English: Artist's rendering of Babcock Ranch r...
English: Artist’s rendering of Babcock Ranch roadway and infrastructure. (Photo credit: Wikipedia)

When people talk about online, they often focus on the most basic part of the online infrastructure — the Internet itself. But as with our transportation system, online infrastructure is multi-layered and evolving. What started as cow paths became roads or tracks, and the two intermingled. Bicycles, horses, carts, and trolleys gave way to motorcars. These became semis, motorcycles, sports sedans, and hybrids.

Infrastructures are also in some ways indeterminate. Roads don’t actually predict carbon bicycles, hybrid cars, or Vespas, are adapted as time passes, and require differentiation at important points (interstate highway, city streets, crosswalks).

I was thinking the other day that in all our diligent argumentation over open access (OA) and related matters, we may have neglected to notice the multiple infrastructure layers that have emerged to form a new basis of infrastructure for scholarly publishing. From the late 1990s until now, there have been significant changes in how scholarly publishing is accomplished. These sustaining technologies have been adopted without much argument or fanfare, and their significance might be underestimated.

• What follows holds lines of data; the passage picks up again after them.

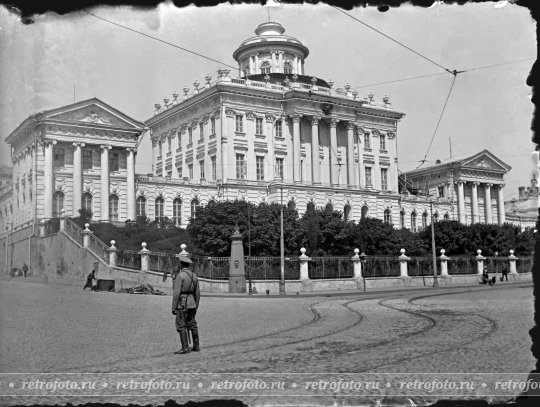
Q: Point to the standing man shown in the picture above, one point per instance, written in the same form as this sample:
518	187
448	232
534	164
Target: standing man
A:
186	297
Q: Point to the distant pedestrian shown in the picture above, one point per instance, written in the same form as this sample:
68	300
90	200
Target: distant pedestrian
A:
504	273
186	296
90	280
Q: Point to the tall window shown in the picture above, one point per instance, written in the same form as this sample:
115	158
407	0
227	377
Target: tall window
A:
58	203
240	166
287	68
368	176
88	159
194	206
214	167
388	217
279	168
239	123
115	162
259	164
265	67
159	206
141	206
113	207
177	211
87	201
413	222
367	141
201	169
259	125
59	158
424	220
384	179
279	128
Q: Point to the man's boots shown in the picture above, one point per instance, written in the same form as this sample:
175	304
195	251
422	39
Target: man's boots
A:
183	340
195	336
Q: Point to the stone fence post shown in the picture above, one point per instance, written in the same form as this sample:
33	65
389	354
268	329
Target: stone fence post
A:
444	263
112	254
512	260
86	235
480	262
144	263
403	270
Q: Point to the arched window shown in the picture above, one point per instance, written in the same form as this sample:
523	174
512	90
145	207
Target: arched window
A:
424	220
58	203
287	68
413	222
87	201
388	217
141	206
160	204
194	206
364	211
113	207
265	67
177	211
347	212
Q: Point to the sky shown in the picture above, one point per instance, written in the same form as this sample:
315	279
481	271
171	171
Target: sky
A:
59	59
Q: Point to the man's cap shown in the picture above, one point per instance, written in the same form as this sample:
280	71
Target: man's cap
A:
184	259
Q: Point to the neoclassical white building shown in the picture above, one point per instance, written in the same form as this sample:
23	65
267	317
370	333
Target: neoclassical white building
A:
273	131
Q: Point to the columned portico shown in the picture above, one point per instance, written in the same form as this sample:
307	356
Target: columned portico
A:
489	216
352	178
461	202
77	177
474	198
48	178
104	215
130	182
334	168
315	166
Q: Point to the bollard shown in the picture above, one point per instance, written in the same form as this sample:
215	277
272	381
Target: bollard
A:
403	270
444	263
86	235
512	260
112	254
480	262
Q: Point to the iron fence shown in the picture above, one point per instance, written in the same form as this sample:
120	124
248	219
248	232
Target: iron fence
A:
269	268
330	267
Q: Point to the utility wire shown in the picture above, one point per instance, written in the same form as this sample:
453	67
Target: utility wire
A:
160	40
440	118
392	39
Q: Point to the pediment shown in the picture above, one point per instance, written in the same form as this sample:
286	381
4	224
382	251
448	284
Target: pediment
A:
93	112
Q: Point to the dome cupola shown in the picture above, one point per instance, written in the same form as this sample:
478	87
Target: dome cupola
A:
270	51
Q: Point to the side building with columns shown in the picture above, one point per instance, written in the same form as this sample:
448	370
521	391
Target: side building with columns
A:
474	184
73	157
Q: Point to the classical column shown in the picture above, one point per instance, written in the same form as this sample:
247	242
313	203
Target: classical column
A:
352	180
104	191
489	217
474	209
130	182
500	204
461	202
296	147
77	178
48	178
315	161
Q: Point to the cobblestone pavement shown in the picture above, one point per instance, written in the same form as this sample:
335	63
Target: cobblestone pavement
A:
48	328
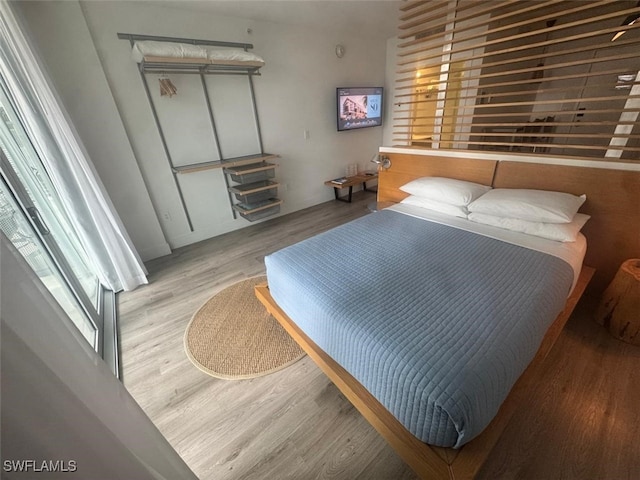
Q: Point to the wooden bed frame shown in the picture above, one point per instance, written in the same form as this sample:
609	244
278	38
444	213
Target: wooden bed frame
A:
427	461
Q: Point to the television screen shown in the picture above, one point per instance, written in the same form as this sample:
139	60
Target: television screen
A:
359	107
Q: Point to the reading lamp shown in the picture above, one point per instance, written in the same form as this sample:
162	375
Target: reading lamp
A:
630	20
381	160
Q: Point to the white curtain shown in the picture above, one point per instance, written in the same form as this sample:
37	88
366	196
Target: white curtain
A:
99	228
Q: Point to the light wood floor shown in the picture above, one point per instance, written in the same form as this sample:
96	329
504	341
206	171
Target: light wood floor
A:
582	423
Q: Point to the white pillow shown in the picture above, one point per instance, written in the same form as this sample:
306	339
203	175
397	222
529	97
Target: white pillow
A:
445	190
531	205
560	232
441	207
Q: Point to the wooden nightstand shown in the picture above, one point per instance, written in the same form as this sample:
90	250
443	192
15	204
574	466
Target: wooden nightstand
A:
350	182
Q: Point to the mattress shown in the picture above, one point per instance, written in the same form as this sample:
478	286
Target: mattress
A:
437	322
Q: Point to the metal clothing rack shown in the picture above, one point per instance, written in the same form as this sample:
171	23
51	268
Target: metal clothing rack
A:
201	69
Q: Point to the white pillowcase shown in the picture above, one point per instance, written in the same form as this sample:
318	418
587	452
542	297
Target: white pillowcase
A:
434	205
531	205
560	232
445	190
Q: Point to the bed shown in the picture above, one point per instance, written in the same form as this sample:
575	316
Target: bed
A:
429	324
151	52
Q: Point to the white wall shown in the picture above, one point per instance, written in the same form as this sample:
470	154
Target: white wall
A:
60	401
296	92
60	36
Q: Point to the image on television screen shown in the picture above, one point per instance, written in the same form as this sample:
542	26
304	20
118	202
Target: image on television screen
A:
359	107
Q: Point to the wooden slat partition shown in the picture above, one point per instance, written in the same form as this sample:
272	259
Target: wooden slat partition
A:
613	201
408	167
466	68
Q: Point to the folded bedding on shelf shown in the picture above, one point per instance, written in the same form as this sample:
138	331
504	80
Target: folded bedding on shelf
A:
199	53
436	322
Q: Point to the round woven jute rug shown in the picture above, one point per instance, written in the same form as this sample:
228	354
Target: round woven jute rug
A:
233	337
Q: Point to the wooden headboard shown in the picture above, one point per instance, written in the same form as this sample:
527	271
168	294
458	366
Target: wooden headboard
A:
613	198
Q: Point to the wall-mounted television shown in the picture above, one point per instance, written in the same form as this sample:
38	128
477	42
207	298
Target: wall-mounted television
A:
359	107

The digital object identifier (DOI) — I recall the early days of the DOI, at least from a publisher’s perspective. The potential was obvious and intriguing, but how to get from where we were to a fully implemented DOI ecosystem wasn’t obvious. Thanks to CrossRef and other resolver services, we have had that kind of enabling ecosystem for years now. It’s growing nicely, both in size and importance, and is starting to support some major innovations.

Online submission systems — One of the first major new infrastructures to be installed on a widespread basis came in the form of online submission systems, which almost invariably led to an increase in submissions of 20% or more at any journal adopting them as they increased the ease of submission and thereby the rate of churn across the industry.

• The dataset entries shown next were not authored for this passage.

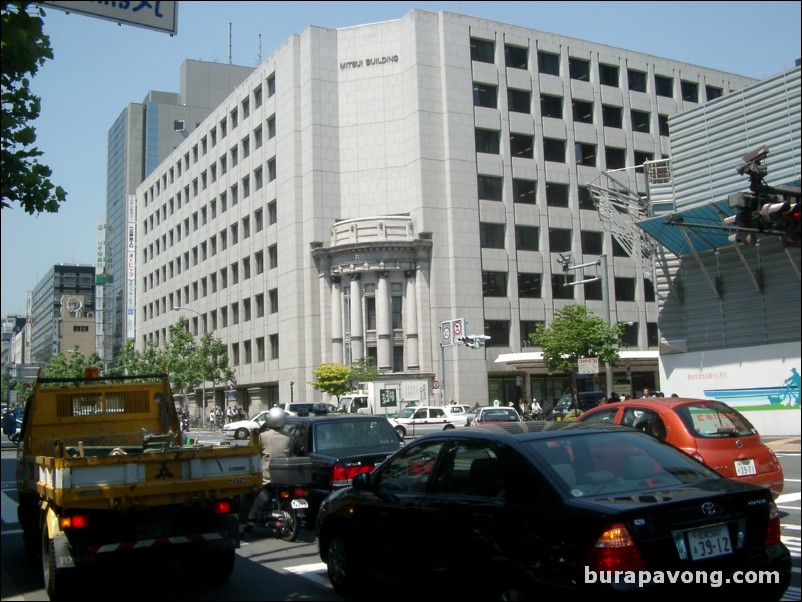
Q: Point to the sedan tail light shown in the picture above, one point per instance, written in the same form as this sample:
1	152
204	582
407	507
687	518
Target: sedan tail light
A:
341	474
615	550
773	528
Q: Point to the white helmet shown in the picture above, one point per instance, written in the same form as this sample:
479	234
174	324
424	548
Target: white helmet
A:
276	418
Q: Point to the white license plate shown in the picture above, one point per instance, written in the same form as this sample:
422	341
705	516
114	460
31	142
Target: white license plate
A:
709	542
745	468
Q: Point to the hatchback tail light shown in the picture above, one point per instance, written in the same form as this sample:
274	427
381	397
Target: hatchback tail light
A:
341	474
773	528
615	550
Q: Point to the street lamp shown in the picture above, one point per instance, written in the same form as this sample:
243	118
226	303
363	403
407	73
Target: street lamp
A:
203	384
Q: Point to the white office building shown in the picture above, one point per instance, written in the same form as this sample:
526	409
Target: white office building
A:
366	184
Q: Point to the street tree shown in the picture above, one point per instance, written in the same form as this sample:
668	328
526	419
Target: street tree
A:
577	333
25	48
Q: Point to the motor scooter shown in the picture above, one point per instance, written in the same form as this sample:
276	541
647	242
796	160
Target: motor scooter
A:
282	510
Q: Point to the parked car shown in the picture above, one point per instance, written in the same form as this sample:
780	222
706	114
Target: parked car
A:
241	429
710	431
536	514
491	414
414	421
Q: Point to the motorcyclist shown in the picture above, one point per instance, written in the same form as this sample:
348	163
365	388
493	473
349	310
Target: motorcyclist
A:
275	444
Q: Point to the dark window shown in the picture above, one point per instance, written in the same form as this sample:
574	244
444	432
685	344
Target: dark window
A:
592	242
489	188
554	150
482	50
608	75
579	69
491	236
583	111
615	157
586	199
522	145
690	91
524	191
499	333
585	154
556	194
662	124
612	116
488	141
529	285
640	121
637	80
484	95
494	284
551	106
664	86
559	289
516	57
559	240
548	62
526	238
518	101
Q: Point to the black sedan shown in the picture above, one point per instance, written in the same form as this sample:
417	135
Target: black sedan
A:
582	510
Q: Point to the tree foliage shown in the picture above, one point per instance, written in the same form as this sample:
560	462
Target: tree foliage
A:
25	48
576	333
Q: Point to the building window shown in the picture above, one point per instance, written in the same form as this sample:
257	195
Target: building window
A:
551	106
489	188
615	157
491	236
579	69
522	145
554	150
592	242
549	63
482	51
499	333
529	285
494	284
608	75
518	101
664	86
583	111
524	191
559	240
690	91
585	154
484	95
612	116
636	80
516	57
488	141
527	238
556	194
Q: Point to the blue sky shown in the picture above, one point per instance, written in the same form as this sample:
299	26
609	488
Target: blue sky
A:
99	67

XML — HTML and SGML co-existed uncomfortably in the early days of online scholarly journals, until their cooler sibling showed up (XML, like X-Games and GenX). Now, standards are evolving within the XML realm, but this fundamental piece of infrastructure seems cemented in place, supporting a vast range of publishing initiatives.

Video players — Borrowed from media companies, we’ve cycled through a few high-speed providers and their players, and will cycle through others as market consolidation continues in peripheral markets. Nonetheless, video players, streaming services, and UI/UX aspects of video are now integral to many scholarly publishers’ activities.

Production tracking systems — As volume and efficiency have become concerns, production tracking has evolved from informal systems, some on office walls or carried on sheets of paper from desk to desk. Now, database-driven systems, production add-ons to manuscript systems or layout systems, or bespoke systems allow for more outsourcing, better information management, and quicker turnaround times.

Other infrastructures enabled by those started in the aughts are now becoming mainstream in the teen years of the 21st century:

FundRef — Taking the notion of author IDs and resource IDs to funders, FundRef is enabling another key infrastructure already, CHORUS.

ORCID — This novel disambiguation infrastructure is now being knitted into other infrastructures, adding an important layer that should facilitate yet another layer of services utilizing ORCIDs.

ISNI — As Todd Carpenter wrote yesterday, ISNI and I2 are increasingly useful standards from the books and institutional world that are tying in with complementary infrastructures in scholarly publishing, through initiatives like ISNI2ORCID.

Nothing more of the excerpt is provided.